A second limitation is potential response bias. Because of social desirability, parents may overestimate children's preventive dental visits. Conversely, although parents' recall and self-report of selected dental treatments (eg, root canal) have been found to be valid,[22] they may underestimate their children's routine dental visits.[23] Given that NSCH is a representative survey, it is unlikely the direction or magnitude of response bias would change significantly across survey years. Relatedly, little research has been conducted on the validity of parents' reports of the condition of their children's teeth. In 1 study, compared with clinicians' determination of restorative treatment needs, caregivers overestimated children's positive oral health status.[24] Although caregivers in our study may have overestimated children's positive oral health status, they were asked the same question in both 2003 and 2011/2012. Furthermore, the question ascertaining preventive dental visits was slightly different in the 2 survey years. The 2003 survey asked parents to respond yes or no to whether their child had had a preventive dental visit in the past 12 months, but the 2011/2012 survey asked parents how many times in the past 12 months their child had seen a dentist for preventive care. Because the manner in which this difference may have affected changes in responses cannot be determined, we must use caution in interpreting the result. Additionally, we were not able to distinguish among various types of preventive visits or services provided (eg, dental cleaning, fluoride application, sealant). A child with 1 preventive visit may not have received all necessary preventive care.

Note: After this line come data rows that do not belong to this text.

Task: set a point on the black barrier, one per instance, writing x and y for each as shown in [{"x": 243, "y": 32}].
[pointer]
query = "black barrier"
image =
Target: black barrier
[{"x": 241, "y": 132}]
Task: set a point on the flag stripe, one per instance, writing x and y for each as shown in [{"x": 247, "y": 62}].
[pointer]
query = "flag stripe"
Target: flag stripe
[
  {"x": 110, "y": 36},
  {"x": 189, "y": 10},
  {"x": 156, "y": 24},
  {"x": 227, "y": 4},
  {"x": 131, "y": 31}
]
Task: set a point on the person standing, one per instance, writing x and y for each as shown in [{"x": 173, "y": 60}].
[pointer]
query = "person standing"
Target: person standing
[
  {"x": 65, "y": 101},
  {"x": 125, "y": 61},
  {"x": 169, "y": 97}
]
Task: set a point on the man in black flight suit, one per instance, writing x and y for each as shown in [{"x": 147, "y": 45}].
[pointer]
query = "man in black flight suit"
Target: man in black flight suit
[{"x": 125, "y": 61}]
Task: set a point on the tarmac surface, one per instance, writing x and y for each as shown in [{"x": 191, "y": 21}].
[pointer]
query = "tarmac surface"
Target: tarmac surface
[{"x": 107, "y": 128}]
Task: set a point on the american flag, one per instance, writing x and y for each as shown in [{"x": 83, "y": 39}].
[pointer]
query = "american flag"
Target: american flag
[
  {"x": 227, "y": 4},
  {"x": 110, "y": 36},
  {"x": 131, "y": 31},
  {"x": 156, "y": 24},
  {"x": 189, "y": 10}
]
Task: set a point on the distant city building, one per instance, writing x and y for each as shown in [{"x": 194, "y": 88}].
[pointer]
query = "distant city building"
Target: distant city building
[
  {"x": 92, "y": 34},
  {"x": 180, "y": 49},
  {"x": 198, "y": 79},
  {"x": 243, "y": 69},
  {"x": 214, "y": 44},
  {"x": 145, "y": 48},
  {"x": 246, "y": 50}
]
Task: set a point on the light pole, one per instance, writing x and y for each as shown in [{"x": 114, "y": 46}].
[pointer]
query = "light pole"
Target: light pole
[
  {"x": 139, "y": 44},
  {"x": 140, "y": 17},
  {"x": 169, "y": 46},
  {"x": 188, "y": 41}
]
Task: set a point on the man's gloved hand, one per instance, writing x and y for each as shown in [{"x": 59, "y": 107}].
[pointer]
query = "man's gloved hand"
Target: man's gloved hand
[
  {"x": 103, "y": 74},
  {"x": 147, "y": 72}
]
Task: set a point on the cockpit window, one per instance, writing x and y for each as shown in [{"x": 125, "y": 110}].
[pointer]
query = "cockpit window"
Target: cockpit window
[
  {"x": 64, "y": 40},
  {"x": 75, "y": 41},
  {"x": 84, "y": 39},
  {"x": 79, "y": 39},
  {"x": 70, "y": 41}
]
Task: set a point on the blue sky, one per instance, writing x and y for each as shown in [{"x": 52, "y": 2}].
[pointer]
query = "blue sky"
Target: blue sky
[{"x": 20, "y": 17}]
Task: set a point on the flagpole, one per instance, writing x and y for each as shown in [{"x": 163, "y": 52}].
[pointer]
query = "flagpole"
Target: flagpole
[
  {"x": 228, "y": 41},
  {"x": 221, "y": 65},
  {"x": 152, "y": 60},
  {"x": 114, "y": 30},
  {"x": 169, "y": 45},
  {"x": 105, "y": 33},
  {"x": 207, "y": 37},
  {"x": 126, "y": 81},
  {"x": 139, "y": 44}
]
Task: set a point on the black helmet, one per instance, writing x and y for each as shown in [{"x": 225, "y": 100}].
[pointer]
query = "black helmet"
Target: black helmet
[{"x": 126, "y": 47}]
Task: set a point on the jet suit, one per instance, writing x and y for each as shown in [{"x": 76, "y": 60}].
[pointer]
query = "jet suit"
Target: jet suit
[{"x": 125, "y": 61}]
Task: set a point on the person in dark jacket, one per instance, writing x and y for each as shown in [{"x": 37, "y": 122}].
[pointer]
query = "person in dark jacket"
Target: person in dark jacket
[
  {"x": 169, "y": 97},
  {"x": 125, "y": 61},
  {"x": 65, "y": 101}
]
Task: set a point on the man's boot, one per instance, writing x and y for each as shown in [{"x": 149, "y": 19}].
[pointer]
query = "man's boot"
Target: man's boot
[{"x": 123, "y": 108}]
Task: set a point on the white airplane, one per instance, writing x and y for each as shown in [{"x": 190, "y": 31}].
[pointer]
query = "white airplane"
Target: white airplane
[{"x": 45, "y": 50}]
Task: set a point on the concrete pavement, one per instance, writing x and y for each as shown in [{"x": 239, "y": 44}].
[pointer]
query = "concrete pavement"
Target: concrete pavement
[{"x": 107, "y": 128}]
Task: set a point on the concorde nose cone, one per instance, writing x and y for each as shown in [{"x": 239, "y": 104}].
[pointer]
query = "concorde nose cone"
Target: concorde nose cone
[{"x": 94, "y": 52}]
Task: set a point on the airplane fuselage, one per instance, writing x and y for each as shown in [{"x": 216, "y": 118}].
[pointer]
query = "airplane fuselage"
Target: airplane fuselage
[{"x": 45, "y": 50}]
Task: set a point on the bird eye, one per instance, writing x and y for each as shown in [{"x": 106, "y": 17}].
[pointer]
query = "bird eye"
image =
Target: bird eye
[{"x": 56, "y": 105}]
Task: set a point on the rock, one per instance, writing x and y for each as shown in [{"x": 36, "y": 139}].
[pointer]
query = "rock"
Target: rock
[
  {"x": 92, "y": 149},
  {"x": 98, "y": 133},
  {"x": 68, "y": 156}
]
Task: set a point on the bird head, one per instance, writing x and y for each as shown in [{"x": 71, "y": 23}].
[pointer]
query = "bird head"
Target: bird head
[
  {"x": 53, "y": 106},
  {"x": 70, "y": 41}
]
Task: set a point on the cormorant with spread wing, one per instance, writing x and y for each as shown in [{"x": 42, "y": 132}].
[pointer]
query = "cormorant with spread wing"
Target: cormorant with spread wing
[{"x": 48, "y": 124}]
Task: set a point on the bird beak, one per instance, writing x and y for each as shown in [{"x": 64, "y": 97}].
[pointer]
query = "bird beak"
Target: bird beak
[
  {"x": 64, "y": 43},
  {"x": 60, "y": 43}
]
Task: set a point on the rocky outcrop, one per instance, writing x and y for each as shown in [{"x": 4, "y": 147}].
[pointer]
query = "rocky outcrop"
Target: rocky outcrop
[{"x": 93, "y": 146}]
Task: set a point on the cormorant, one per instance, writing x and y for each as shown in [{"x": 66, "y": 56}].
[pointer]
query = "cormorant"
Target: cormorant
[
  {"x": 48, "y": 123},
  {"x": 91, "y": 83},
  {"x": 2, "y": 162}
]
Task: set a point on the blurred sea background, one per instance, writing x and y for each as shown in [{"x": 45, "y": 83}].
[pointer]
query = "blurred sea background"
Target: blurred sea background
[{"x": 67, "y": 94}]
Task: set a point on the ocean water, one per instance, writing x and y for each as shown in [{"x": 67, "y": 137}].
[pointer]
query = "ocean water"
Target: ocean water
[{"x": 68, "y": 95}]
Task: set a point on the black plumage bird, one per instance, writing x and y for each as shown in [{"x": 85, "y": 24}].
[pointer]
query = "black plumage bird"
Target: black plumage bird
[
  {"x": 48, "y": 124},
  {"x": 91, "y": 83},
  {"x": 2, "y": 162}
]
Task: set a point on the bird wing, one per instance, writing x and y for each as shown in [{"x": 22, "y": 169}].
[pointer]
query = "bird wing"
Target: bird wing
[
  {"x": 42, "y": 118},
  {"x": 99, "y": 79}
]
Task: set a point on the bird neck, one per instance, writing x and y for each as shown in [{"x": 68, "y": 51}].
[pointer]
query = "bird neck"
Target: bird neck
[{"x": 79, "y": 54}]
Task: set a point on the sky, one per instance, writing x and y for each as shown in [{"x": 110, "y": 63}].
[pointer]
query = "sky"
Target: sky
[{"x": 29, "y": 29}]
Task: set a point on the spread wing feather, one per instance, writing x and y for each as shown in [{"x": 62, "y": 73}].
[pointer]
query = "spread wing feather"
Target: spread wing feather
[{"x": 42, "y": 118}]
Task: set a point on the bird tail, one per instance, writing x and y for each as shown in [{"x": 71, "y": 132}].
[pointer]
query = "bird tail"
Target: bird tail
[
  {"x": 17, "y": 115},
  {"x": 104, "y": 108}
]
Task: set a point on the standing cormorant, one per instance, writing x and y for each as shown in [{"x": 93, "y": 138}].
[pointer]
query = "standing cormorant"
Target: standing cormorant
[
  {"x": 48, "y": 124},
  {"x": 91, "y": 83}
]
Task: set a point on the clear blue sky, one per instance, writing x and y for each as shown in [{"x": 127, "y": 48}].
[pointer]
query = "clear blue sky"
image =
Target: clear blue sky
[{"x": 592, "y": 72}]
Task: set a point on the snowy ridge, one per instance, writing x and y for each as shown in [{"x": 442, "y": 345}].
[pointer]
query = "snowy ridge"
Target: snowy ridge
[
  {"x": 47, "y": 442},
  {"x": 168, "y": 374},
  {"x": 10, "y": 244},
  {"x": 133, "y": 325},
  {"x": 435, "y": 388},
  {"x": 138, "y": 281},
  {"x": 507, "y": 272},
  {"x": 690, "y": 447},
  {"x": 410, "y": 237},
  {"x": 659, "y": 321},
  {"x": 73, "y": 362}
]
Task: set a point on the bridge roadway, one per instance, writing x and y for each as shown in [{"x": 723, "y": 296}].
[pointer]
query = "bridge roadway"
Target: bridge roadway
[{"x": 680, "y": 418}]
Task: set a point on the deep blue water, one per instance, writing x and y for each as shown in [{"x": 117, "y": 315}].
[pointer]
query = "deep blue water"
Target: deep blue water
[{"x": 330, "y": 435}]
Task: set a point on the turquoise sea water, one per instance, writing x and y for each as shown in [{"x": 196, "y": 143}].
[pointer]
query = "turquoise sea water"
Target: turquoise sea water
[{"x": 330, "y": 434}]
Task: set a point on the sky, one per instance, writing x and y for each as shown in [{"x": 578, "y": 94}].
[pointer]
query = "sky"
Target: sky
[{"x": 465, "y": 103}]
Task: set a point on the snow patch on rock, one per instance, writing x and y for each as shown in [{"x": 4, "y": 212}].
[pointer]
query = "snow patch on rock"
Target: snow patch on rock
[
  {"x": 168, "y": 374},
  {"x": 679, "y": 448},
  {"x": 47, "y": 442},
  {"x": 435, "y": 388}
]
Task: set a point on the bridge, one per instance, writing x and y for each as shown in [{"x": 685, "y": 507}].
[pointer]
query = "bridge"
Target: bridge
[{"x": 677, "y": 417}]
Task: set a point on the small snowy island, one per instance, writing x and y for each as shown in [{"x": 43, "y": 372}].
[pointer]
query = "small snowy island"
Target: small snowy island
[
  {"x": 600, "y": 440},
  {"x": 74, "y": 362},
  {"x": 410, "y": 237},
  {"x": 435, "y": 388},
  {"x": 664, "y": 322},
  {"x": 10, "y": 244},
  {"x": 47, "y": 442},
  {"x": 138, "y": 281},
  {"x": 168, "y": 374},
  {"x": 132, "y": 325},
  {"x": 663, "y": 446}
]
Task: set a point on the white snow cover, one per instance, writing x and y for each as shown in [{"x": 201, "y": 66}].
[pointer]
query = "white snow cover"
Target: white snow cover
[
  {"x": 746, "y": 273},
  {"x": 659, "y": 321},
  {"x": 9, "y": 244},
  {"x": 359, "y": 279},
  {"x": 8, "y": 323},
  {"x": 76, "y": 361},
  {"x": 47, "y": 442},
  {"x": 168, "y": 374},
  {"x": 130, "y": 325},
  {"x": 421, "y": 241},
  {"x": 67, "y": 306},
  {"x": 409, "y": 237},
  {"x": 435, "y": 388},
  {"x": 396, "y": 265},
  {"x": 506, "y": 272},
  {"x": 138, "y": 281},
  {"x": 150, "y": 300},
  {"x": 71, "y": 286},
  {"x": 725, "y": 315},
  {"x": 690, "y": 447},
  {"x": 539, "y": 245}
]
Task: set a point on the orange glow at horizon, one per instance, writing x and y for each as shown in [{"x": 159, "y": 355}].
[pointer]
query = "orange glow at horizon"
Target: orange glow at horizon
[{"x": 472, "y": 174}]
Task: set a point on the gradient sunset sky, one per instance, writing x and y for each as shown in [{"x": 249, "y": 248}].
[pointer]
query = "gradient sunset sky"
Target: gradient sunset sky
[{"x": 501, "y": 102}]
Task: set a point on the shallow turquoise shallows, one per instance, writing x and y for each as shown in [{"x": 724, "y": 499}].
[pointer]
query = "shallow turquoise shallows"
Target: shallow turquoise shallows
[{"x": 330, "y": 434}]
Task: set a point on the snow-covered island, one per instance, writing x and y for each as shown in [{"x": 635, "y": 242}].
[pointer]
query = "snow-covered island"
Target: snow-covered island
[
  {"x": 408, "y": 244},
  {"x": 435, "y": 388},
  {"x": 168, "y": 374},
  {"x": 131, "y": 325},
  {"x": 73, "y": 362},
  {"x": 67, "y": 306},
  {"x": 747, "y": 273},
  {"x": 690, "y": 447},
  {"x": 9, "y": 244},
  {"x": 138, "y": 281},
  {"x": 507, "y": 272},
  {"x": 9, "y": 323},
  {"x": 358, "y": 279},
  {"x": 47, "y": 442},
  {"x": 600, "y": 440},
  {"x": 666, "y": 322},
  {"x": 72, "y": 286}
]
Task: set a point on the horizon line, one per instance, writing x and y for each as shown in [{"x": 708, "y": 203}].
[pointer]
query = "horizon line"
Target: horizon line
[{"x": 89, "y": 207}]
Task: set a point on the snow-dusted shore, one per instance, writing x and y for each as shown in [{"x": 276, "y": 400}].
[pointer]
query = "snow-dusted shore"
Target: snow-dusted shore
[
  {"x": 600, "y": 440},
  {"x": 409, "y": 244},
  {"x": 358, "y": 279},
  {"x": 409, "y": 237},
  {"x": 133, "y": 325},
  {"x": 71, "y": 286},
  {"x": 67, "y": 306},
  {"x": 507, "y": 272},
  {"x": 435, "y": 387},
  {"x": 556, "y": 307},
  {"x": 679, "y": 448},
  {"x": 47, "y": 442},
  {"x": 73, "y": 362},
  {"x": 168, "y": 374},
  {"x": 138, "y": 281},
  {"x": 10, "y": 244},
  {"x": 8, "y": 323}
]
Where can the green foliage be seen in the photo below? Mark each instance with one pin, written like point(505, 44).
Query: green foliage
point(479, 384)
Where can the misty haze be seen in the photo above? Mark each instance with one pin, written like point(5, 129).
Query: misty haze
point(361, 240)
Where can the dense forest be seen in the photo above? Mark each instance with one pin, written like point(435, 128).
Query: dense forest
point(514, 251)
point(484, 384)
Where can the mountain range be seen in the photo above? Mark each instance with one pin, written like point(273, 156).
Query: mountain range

Finally, our study includes health insurance as a covariate but does not include a measure of dental insurance. Although preventive dental care services are a covered benefit for children receiving Medicaid, our study lacks information about dental insurance for children who are covered by private health insurance. Both oral health outcomes we examined improved over time among children with private health insurance, which may indicate these children were either covered by dental insurance or that their parents paid out of pocket for dental services.

Despite these limitations, this study has numerous strengths. First, NSCH provides both national and state-level estimates, permitting analysis of geographic variation in children's oral health outcomes. Second, children's oral health outcomes are adjusted for an array of child and family characteristics, allowing for examination of differences beyond states' sociodemographic variability. Finally, analyzing data from NSCH 2003 and NSCH 2011/2012 allows for sufficient passage of time between surveys to adequately assess changes. More than 75% of the increase in unadjusted prevalence of children's oral health status and 100% of the increase in unadjusted prevalence of preventive visits took place between 2003 and 2007.[25]

National and state-level improvements in children's oral health status and use of preventive services suggests there has been progress toward the oral health objectives of Healthy People 2020, which include reducing the proportion of children and adolescents who have dental caries and untreated dental decay and increasing the proportion of low-income children and adolescents who received any preventive dental service during the past year. Further improvements may be realized by working with primary care clinicians to ensure dental homes are established starting at an early age. Additionally, public health agencies should conduct outreach to Hispanic communities and target low-income families through the Special Supplemental Nutrition Program for Women, Infants, and Children. Geographic variability in improvements in oral health status and receipt of services suggests an ongoing need to examine programs and policies implemented at the state level, with an eye toward adapting efforts in states with the largest gains to states with the worst oral health outcomes. Understanding these differences is critical to addressing the most common chronic disease of childhood and achieving the oral health objectives of Healthy People 2020.